Spesso, terminato il salto, le acque si raccolgono in pozze profonde e trasparenti i cui fondali, iridescenti, cambiano camaleonticamente il proprio colore prendendolo in prestito ora dal cielo, ora dalle foglie, ora dal muschio che ricopre le pietre rimaste all'ombra durante l'inverno.
Re Muccione ci ha accolto amichevolmente, consentendoci di guadarlo tutte le volte che il sentiero lo attraversa per assecondare i pendii che lo costeggiano. I profili dei monti che incorniciano il regno di Muccione sono ricoperti di faggi sui cui rami milioni di gemme aspettano frementi che la Natura dia il via alla grande festa di Primavera, quando insieme si trasformeranno in un immenso mantello verde.

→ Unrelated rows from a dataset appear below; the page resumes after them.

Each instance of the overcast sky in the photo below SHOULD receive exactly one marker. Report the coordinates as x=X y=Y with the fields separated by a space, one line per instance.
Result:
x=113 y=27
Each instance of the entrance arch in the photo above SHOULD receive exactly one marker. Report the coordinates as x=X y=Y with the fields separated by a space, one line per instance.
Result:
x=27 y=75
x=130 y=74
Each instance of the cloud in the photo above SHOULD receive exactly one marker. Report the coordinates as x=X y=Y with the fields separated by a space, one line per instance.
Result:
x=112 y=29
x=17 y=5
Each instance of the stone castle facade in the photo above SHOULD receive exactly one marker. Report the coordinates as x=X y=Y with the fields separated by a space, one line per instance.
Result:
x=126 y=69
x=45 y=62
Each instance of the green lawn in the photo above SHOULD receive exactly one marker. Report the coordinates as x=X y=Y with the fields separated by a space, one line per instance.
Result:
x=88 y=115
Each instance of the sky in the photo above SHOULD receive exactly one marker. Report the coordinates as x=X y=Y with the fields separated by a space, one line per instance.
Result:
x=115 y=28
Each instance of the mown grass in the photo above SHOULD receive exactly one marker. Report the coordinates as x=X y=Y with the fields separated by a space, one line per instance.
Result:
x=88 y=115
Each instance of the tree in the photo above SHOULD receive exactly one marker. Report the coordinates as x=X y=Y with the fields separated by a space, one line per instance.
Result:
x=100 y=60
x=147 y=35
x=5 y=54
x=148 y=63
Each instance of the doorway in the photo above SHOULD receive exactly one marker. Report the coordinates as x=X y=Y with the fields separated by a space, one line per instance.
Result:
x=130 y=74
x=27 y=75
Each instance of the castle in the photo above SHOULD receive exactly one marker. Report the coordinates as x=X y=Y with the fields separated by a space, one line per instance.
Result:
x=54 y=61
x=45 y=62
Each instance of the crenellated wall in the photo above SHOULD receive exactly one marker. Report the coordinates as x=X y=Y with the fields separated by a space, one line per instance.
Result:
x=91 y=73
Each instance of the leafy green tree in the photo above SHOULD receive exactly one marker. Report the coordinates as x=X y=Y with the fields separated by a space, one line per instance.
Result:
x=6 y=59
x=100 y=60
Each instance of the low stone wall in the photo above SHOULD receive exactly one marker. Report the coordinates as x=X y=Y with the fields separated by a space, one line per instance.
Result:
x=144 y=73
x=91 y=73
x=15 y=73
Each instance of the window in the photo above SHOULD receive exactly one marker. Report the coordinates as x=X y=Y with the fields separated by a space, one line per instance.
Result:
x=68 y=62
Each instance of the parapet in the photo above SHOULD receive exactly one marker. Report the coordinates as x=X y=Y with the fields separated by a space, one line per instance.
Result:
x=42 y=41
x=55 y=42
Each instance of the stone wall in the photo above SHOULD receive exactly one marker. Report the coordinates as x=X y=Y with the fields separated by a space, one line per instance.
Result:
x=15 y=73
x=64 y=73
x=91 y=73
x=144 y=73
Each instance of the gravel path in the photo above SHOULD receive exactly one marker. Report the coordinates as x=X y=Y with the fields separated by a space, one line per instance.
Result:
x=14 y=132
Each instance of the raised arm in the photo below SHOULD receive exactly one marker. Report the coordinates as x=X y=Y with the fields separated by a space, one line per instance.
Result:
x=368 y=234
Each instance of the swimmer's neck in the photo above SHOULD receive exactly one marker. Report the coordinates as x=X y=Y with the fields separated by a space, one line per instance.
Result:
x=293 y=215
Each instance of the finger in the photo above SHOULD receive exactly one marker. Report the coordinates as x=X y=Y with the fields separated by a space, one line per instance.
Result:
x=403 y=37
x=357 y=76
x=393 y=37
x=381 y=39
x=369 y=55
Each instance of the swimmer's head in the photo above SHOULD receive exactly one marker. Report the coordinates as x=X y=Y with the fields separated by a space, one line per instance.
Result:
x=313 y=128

Dopo il pranzo, iniziamo la seconda parte del giro, che ci consentirà di apprezzare dall'alto il percorso fatto al mattino e, sul versante opposto, la piana del Mugello. Sappiamo che il sentiero ad un certo punto comincerà a scendere e, sarà per la stanchezza che nel frattempo ha cominciato a farsi viva, in cuor mio ne sono contento. Peccato però che questo momento tarda un po' ad arrivare; sento battezzare almeno una mezza dozzina di salite come "quella è l'ultima e poi si scende". Cerco di convincere il mio morale ad essere fiducioso, che prima o poi succederà per davvero e infatti, dopo un ultima curva il paesino di Gattaia si svela ai nostri occhi. Curiosamente ad accoglierci troviamo solo cani, ma forse è l'umorismo tipico di queste parti e io sono troppo fiacco per capirlo.
Ringrazio gli organizzatori, in particolare Andrea e, ovviamente, Re Muccione per la squisita ospitalità.
AF
Grazie Andrea, sei riuscito a descrivere la giornata in modo eccelso.